The immense processing power generated by today’s cutting-edge ICs enables engineers to design extremely powerful applications. Unfortunately, the higher processing power comes with a dramatic increase in the magnitude of heat dissipation that makes heatsink selection a very complex task.
Splayed pin-fin heatsinks consist of a base and an array of embedded round pins splayed outwards (Fig. 1). Forged from aluminum or copper, they range in size from 0.27 by 0.27 in. to 2 by 2 in. and in heights from 0.3 to 1.1 in. Splayed pin fins are derivatives of traditional pin-fin heatsinks that contain an array of vertical round pins (Fig. 2).
Traditional pin fins generate substantial cooling power and are widely used in a variety of applications requiring considerable cooling power. Pin fins use round pins, which boost the cooling power generated by a heatsink by improving air turbulence inside the pin array and providing lower resistance to incoming airstreams.
Compared to traditional pin fins, splayed pin fins generate superior cooling power in limited-airspeed environments as well as lower pressure drop in any given airspeed environment. In limited-airspeed environments, splayed pin fins offer up to a 20% cooling premium over traditional pin fins and significantly larger cooling premiums over most other existing heatsink technologies.
The performance premiums offered by splayed pin fins come from the unique splay structure that produces larger distances between the pins while preserving large surface areas. The larger spacing enables airstreams to enter and exit the pin array more efficiently.
From a cooling perspective, the large surface area of the heatsink is exposed to a large air volume and therefore able to provide more effective cooling. From a pressure-drop perspective, the wider spacing enables more air to exit the pin array, reducing pressure drop.
LOW-AIRSPEED COOLING The challenge of cooling devices in low-airspeed environments stems from the fact that slow-moving air cannot penetrate the fin arrays on most standard heatsinks. To ensure that surrounding airspeeds do penetrate through fin arrays, designers have traditionally opted to use sparsely configured heatsinks. Although they generally perform better than standard heatsinks, their cooling ability depends on their surface area.Placing a splayed pin-fin heatsink in a low-airspeed environment generates a substantial cooling premium. Its structure features considerable spacing between the pins, which reduces the resistance to incoming air and allows air to flush through the pin array. At the same time, splayed pin fins still possess a large surface area.

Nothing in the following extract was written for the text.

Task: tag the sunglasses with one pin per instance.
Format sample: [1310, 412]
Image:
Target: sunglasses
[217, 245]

COOLING HEAVILY POPULATED BOARDS The heatsink selection process for boards hosting a large number of devices is tedious. Designers not only must consider the performance of a given heatsink but also must ensure that surrounding airstreams are efficiently allocated across the board.Splayed pin fins provide a significant premium for densely populated applications. In addition to substantial cooling power for individual devices, they also exhibit low pressure-drop characteristics that allow more air to flush through their pin arrays, leaving stronger airflows for other devices that reside on the board.

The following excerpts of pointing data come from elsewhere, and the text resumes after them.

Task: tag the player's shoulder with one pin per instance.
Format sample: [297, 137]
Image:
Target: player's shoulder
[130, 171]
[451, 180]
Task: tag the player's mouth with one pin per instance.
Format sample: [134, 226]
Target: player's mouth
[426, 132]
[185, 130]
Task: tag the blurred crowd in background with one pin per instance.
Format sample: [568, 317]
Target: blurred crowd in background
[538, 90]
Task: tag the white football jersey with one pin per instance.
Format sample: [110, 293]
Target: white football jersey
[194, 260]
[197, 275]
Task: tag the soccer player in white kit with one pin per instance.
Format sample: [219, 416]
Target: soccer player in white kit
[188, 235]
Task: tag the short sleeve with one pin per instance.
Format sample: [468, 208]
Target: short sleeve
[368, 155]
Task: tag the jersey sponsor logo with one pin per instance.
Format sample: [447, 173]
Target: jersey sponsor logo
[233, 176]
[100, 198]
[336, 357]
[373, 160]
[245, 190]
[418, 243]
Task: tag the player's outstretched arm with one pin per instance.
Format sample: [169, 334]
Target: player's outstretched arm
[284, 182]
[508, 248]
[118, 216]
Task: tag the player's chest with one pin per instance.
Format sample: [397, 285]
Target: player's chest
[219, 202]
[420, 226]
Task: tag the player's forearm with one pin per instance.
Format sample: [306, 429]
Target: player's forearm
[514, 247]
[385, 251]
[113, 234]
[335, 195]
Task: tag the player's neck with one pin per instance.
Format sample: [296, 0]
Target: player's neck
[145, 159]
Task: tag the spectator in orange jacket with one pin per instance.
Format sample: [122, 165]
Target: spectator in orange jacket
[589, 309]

In other words, devices residing downstream from the sources will receive stronger airflow. The larger the number of heatsinks that reside on the board, the more significant the impact of the splayed technology will be.

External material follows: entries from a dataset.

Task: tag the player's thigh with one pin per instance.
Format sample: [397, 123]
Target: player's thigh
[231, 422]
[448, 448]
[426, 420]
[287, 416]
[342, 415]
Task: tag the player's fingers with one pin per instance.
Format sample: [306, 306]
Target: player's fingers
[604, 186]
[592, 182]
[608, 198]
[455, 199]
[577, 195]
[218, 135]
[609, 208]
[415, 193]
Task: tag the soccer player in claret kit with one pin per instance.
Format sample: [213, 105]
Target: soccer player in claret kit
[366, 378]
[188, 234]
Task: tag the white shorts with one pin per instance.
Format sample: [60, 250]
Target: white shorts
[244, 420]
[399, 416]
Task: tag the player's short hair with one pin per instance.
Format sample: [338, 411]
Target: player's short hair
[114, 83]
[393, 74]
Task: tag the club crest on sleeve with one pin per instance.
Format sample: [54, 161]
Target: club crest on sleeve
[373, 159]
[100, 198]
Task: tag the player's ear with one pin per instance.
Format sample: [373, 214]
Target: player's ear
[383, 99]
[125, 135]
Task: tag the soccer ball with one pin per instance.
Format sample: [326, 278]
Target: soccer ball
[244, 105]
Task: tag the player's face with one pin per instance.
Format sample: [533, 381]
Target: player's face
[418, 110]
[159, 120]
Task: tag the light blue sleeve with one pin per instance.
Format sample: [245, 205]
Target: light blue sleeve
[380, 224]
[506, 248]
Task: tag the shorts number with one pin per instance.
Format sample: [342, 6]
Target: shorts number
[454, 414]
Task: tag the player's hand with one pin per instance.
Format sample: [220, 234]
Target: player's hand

EXTREME COOLING NEEDS Devices dissipating heavy thermal loads require additional cooling power, usually in the form of a heatsink much larger than the device it cools. Splayed copper pin fins are highly recommended as an alternative for such extreme applications.Copper enables quick and efficient spreading of the heat along the heatsink’s base, eliminating local hot spots. The added value generated by a splayed copper heatsink can be as high as 35% over a traditional pin-fin heatsink of the same size.